Как вам нравится писать в Лос-Анджелесе?

Все равно, где пишешь, были бы стены, машинка, бумага и пиво. Можно и в кратере вулкана. А вот как по-вашему, удалось бы мне убедить двадцать поэтов скидываться по доллару в неделю, чтоб я в тюрьму не сел?

Сколько раз вас арестовывали?

Откуда ж я знаю? Не очень много — раз четырнадцать-пятнадцать. Мне казалось, что я круче, но всякий раз, когда сажали, у меня нутро разрывалось; сам не знаю почему.

Буковски, что вас ждет в будущем, раз теперь все хотят печатать Буковски?

Раньше я валялся пьяным по закоулкам — и дальше, наверно, буду. Буковски — это кто? Я про этого Буковски читал, а я-то тут при чем? Понимаете?

Как влияет на вашу работу выпивка?

Хмм… я, по-моему, не написал ни одного стихотворения совершенно трезвым. Однако написал несколько хороших — или плохих — под молотом черного бодуна, когда не знал, что лучше — еще выпить или вены вскрыть.

Сегодня вам, похоже, неможется.

Это да. Воскресный вечер. У меня была крутая программа на восемь заездов. Я опережал на сто три к концу седьмого. Пятьдесят на победителя в восьмом. И на полкорпуса меня обошел лихач шестьдесят-к-одному — его давно следовало пустить на кошачий корм, собаку. Как бы то ни было, день с мелким проком — или пророком — привел к вечеру с выпивкой.
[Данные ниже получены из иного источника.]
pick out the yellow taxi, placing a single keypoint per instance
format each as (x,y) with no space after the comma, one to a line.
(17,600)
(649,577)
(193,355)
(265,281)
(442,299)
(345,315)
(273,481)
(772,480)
А этот интервьюер меня разбудил. И после вашего ухода я собираюсь напиться — я не шучу.

Мистер Буковски, как вы считаете, мы все действительно скоро взлетим на воздух?

Да, пожалуй, взлетим. Простой математический расчет. Потенциал есть, а потом берем человеческий разум. И где-то посреди непременно окажется какой-нибудь клятый дурень или псих у власти, который просто-напросто взорвет всех нас к чертям собачьим. И ага — все сходится.

А что вы думаете о роли поэта в этой мировой каше?

Мне не нравится, как сформулирован вопрос. Роль поэта? Да почти никакая… Никакая, хоть в петлю. А если он из кожи вон лезет, закрутеть старается, как наш дорогой Эзра, тут-то его и ата-та по розовой попке. Поэт, как правило, — это недочеловек, маменькин сынок, не подлинная он личность, и вовсе он не годится для того, чтобы вести настоящих людей в делах крови или мужества. Я знаю, вам так не нравится, но я же должен вам сказать, что думаю. Раз есть вопросы, должны быть и ответы.

Да?

Ну откуда я знаю…

Я в более космическом смысле. Вот вам нужны ответы?

Нет, конечно. В более космическом смысле нам нужно только одно. Сами знаете… камень в головах, если повезет, а если нет — зеленую травку.

Так нам вообще оставить корабль — или надежду?